The fans want to keep the ride. But they ask Disney to cancel every mention of the movie.
The petitions come as companies – and the country – count their own biases and, in some cases, racial history.
Southern song problems
The stars of Splash Mountain are Brer Rabbit and Brer Fox, along with all the ducks, chickens and frogs that share their southern house, culminating in a long point that sends riders straight through the spinal cord. But the animated characters that appeared throughout the movie arose in the 1946 movie, “Song of the South”, known as “Zip-a-dee-doo-dah”.

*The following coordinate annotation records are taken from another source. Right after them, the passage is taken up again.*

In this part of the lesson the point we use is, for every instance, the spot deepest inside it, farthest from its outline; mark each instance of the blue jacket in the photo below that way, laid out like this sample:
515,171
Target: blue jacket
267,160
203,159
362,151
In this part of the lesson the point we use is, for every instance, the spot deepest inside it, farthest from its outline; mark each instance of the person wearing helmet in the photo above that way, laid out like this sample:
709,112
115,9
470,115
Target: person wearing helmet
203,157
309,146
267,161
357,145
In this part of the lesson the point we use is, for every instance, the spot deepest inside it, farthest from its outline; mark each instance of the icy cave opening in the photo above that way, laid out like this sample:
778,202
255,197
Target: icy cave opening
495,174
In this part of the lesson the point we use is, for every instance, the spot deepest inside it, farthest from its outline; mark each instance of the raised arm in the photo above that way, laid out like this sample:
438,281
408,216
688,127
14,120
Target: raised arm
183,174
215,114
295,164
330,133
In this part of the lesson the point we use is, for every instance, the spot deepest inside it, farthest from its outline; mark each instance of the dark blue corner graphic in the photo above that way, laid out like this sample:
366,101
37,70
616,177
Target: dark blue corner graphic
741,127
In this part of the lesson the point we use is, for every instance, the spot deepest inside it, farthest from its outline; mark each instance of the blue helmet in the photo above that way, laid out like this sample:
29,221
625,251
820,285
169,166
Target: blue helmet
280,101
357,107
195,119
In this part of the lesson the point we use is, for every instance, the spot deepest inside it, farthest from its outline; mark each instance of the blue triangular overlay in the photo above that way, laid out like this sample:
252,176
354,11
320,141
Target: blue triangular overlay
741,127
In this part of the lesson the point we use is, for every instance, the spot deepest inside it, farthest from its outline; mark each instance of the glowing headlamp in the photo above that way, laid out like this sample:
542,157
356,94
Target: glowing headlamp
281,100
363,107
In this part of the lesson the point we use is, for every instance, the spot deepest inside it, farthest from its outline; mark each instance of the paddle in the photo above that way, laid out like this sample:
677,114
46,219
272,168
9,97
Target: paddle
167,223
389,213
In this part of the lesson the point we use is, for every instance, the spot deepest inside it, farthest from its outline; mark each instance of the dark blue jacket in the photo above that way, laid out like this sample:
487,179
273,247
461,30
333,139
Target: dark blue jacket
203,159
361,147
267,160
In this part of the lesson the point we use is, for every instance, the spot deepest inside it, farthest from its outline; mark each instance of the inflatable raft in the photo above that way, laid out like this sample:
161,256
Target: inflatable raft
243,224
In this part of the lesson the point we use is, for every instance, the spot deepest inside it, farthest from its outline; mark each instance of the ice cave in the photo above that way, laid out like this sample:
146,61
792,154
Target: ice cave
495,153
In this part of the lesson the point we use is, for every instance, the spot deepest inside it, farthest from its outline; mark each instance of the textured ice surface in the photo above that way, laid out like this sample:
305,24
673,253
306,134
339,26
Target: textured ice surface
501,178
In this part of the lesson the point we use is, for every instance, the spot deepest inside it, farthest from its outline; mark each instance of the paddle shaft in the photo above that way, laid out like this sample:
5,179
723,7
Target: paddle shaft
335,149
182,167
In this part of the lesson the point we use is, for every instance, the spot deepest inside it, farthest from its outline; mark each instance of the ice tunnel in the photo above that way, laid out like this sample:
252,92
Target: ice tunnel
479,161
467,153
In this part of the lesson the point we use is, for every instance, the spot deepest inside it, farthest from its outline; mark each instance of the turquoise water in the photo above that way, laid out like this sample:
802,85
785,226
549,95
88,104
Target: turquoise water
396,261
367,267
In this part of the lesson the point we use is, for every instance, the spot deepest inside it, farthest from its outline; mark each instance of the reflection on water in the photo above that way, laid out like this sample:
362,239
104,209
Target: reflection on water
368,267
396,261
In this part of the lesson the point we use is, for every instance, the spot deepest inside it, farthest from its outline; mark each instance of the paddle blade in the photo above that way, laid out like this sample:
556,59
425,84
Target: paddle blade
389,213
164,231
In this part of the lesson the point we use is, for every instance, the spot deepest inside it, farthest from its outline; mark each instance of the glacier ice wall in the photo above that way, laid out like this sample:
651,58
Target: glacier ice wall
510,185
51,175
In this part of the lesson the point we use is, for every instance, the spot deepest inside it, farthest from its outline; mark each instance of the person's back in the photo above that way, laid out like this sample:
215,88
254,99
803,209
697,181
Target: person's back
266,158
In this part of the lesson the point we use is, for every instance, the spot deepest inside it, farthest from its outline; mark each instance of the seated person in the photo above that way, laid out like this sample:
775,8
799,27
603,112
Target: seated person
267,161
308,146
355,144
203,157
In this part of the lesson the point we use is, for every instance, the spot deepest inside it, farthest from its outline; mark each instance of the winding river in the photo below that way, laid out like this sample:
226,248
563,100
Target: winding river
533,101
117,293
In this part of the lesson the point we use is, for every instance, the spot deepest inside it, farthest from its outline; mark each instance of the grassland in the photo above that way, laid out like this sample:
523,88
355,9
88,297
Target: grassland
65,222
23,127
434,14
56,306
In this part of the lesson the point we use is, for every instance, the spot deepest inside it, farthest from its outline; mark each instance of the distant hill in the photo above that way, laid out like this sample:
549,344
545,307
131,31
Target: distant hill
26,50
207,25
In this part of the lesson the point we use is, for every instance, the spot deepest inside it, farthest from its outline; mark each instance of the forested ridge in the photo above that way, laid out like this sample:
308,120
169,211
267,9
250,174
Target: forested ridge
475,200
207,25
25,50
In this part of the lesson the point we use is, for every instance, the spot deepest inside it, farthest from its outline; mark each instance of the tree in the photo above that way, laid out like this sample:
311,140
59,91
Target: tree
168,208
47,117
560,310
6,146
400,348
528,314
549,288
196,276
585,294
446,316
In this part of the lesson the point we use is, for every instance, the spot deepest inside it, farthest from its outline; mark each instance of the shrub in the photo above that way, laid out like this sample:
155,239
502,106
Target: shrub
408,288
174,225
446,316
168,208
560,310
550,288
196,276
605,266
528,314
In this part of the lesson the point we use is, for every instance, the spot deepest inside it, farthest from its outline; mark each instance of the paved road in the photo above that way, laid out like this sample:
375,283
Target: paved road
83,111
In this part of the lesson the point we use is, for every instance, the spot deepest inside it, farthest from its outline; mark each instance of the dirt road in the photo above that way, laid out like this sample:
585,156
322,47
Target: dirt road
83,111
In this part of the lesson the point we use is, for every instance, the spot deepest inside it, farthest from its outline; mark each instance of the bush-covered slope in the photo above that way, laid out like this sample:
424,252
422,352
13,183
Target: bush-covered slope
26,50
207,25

Princess Diana (Back Row, R) ride Mount Splash at the Disney Magic Kingdom in 1993.
Bob Pearson / AFP via Getty Images
The history of Brer Rabbit is also controversial.
Harris stories are told by an old black man named Uncle Remus, the son of a landlord who has brought back farms with stories about Brer Rabbit and his fellow animals. These stories formed the basis of “Song of the South”.
Today, scholars and readers say that Harris’ stories use racial stereotypes without a doubt.
CNN reached out to Disneyland and Walt Disney World to comment and is waiting for her response.
Controversy over racism in old films
Protests across the country against racism and white supremacy are reviving old conversations about how to view art made in the past decades – as racist and insensitive or from the remnants of a separate time.
Disney cast members also want to change
Frederick Chambers, who said he worked for Disneyland in California, told CNN that his co-worker participated in the “Splash Mountain Challenge”.
Chambers, who for years developed an idea to change the theme of the trip to “The Princess and the Frog” and talked a lot about it with his “cast members”, who saw the same idea discussed in Disney fan circles.
“It turns out that a lot of people see the same issues with my charm,” he said.
Chambers said he believed returning the topic was “very reasonable” and pointed to how Disney did it before: within months, the Disney California Adventure had changed the theme of the Terror Tower Tour, based on the “The Twilight Zone,” to “Guardians of the Galaxy from Marvel.”
“The bones of attraction are good, but I think it’s time to take a serious look at the source of our stories and how people of color are represented on screen and in the gardens,” he said.
Now, the updated scene shows the pirates – the moving female who had been auctioned off in the old scene among them – selling goods from the village they looted by auction.